Люди взрослеют с годами. Так принято считать. Но война годы превратила в дни. Люди взрослели с днями, и иного тринадцатилетнего мальчишку окружающие с уважением называли мужчиной.

Таким мужчиной чувствовал себя Шаухал. Теперь каждый день его жизни был подчинён одной цели, которую никто не назвал бы детской игрой или увлекательной выдумкой. Шаухал воевал с фашистами. Он воевал, как мог. Он воевал, как ему приказывал Алыкка, как его напутствовал учитель Темир.

Ну разве можно было подумать, что на чердаке хижины больной беднячки разместился очаг подпольной борьбы?

Поздними ночами здесь до рассвета не прекращался приглушённый шёпот связных из леса, Алыкки и учителя Темира. Шаухал был с ними рядом. Иногда он бесшумно сползал с чердака и проверял, всё ли спокойно во дворе. А потом возвращался.

От него ничего не скрывали. Он стал своим. Он знал, что в селение пожаловал важный генерал-эсэсовец. В его честь Кубайтиев устроил шумный осетинский кувд[4]. Рекой лилась арака[5]. Предатели изощрялись в лести, чтобы угодить немецким хозяевам. Кубайтиев подарил генералу черкеску. А тот, захмелев, объявил, что, учтя «европейский опыт», в короткое время очистит от партизан все леса от Нальчика до Владикавказа. За тем он и приехал, этот генерал, чтобы расправляться с партизанами.

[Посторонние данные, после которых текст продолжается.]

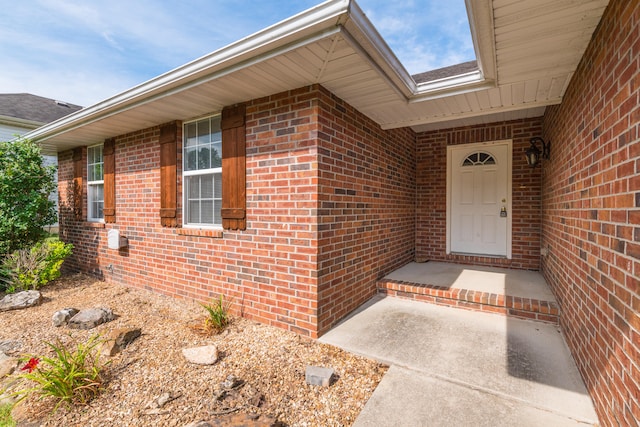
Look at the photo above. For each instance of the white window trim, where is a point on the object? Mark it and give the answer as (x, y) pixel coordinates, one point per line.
(199, 172)
(91, 184)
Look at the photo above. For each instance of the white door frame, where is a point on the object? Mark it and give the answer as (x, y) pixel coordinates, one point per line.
(478, 145)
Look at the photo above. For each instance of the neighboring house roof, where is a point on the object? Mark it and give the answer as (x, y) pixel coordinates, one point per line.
(526, 55)
(32, 108)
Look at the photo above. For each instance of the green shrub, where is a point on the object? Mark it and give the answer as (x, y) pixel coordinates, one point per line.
(218, 315)
(5, 416)
(69, 377)
(25, 185)
(32, 268)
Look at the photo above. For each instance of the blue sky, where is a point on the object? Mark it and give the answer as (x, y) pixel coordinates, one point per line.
(85, 51)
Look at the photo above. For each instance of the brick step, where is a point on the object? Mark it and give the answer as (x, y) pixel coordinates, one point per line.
(512, 306)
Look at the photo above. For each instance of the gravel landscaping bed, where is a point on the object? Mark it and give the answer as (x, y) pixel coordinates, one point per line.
(266, 365)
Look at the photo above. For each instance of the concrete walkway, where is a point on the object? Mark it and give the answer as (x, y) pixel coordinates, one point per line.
(452, 367)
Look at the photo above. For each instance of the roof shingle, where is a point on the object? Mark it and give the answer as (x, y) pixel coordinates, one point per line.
(34, 108)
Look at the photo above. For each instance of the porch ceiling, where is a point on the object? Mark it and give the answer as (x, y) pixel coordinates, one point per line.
(527, 51)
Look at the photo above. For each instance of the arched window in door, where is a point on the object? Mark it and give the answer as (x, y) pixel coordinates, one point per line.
(479, 158)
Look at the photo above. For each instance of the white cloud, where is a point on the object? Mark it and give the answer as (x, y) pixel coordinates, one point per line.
(83, 52)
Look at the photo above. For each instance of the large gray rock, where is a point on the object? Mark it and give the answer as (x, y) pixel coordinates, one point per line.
(315, 375)
(62, 317)
(119, 339)
(206, 355)
(90, 318)
(20, 300)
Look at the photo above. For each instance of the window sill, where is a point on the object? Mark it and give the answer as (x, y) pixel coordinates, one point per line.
(200, 232)
(93, 224)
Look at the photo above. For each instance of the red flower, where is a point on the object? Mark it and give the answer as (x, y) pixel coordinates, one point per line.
(31, 365)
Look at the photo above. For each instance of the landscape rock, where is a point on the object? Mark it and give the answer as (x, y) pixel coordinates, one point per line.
(206, 355)
(162, 400)
(7, 365)
(62, 317)
(20, 300)
(316, 375)
(9, 346)
(118, 339)
(90, 318)
(246, 420)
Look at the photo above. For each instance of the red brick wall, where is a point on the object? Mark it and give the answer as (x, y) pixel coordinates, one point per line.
(432, 193)
(591, 214)
(366, 199)
(272, 271)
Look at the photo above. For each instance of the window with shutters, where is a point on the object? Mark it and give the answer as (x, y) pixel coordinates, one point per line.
(95, 183)
(202, 172)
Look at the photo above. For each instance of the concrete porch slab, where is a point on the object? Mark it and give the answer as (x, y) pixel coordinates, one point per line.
(504, 281)
(515, 293)
(459, 367)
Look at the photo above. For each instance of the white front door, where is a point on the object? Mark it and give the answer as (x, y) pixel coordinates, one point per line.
(479, 193)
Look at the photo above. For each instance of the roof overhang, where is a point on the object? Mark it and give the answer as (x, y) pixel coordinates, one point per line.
(521, 69)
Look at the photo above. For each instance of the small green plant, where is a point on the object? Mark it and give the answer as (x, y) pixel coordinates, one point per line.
(6, 420)
(25, 186)
(70, 377)
(218, 315)
(32, 268)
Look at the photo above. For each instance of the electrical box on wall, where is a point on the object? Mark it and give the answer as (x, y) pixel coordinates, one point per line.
(115, 240)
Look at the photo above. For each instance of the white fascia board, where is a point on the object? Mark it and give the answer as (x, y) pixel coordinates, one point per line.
(465, 115)
(330, 14)
(450, 86)
(373, 46)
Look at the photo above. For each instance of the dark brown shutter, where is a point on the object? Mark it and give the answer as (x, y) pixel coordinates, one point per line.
(109, 159)
(233, 168)
(77, 182)
(168, 175)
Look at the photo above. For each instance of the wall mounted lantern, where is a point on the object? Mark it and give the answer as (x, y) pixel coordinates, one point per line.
(533, 153)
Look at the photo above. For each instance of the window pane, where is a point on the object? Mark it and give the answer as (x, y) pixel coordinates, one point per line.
(216, 155)
(191, 159)
(217, 211)
(206, 210)
(194, 211)
(202, 152)
(97, 172)
(203, 132)
(96, 200)
(204, 160)
(97, 209)
(206, 187)
(216, 134)
(190, 135)
(217, 193)
(193, 185)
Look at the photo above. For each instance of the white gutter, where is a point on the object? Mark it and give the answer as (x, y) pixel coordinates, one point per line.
(319, 22)
(480, 14)
(331, 13)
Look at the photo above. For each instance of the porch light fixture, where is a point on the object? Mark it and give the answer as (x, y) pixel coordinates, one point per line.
(533, 153)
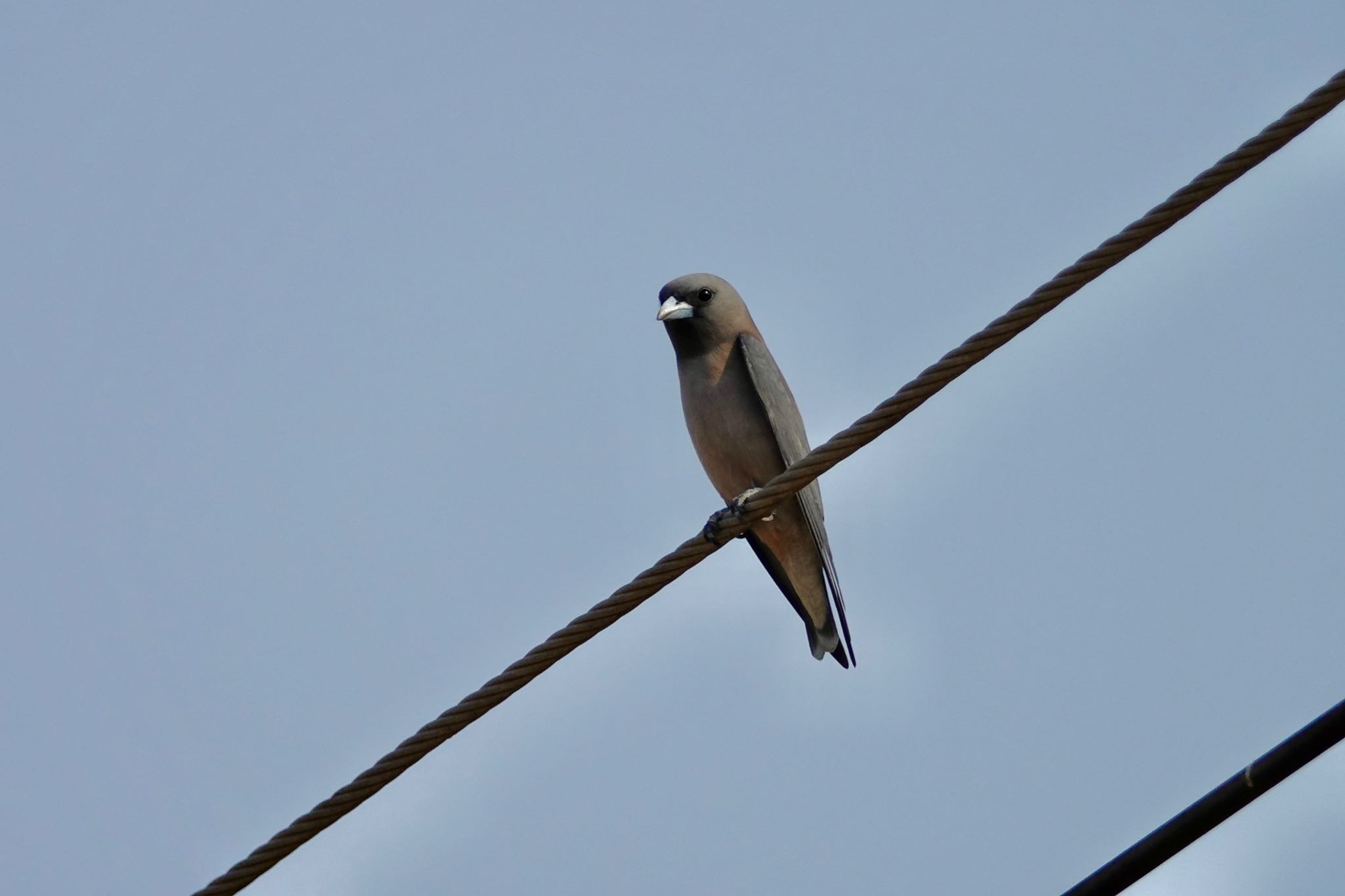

Предатель Хаммирза глаз не спускает с учителя Темира. Учитель осторожен. Пока к нему трудно придраться. Но смерть ходит за ним по пятам…

Много, много знает Шаухал. Но он привык быть молчаливым. Даже когда приходит тётя Рацца, он молчит и только слушает.

— Что-то ты совсем приуныл, моё солнце? — заметила однажды тётя.

А Шаухал на это ничего не ответил. Лишь подумал: «И ничего я не приуныл. Совсем наоборот. Унывать не время».

Иногда приходится ходить на кладбище. Теперь это уже знакомый путь. Не как в тот день, когда он неожиданно столкнулся около часовни с учителем Темиром.

…Идёт время. Осень вступает в свои права. Но солнце ещё яркое и небо прозрачное. Хотя это и так, ничто не может заставить людей забыть о том, что немцы рвутся к Владикавказу, что наступает решительный час борьбы.

Однажды ночью учитель принёс газету. Это была «Растдзина?д».

— Слушайте! — прошептал он. — Радостная новость! Под Владикавказом фашисты потерпели полнейший крах! Разбиты наголову!

Алыкка чуть не закричал «ура». Учитель зажал ему рот.

А Шаухал думал:

«Значит, уже недалеко до того дня, когда выйдут из лесов наши партизаны и всё будет, как до войны…»

5

…Бедный, бедный Шаухал! Зачем тебя пригнали сюда? Знаешь ли ты, что здесь сейчас произойдёт?

Вот он перед тобой, привычный с детства нихас. Здесь ты ещё маленьким ребёнком забавлялся со своими сверстниками. Ты любил бегать за деревянным колесом, спускал его с холма, поддерживая палочкой и не давая свернуть в сторону. Потом эта игра наскучила тебе. Возникали тысячи вопросов — мир был открыт перед глазами, а они искали ответа на все загадки, на все сомнения.

К холму стекались со всех концов селения люди. Старики подпирали палками подбородки и дотемна сидели так, вспоминая мудрые сказания предков и поучительные случаи из прожитой жизни.

Пришли немцы. Опустел холм. Было запрещено даже приближаться к холму, потому что на вершине его соорудили наблюдательную вышку.

Потом вышку убрали. А людей всё равно на нихасе не было. Поредело селение Кермен. Большинство мужчин сражалось в лесах или в Красной Армии. Остались лишь старые и больные люди. И не до того уже было, чтобы собираться на нихасе.

И только сегодня нихас вновь оживился. Пришли солдаты и врыли в землю высокий столб. Сверху к столбу прикрепили бревно покороче. И получилось сооружение, похожее на букву «Г». Всем стало ясно, что это виселица.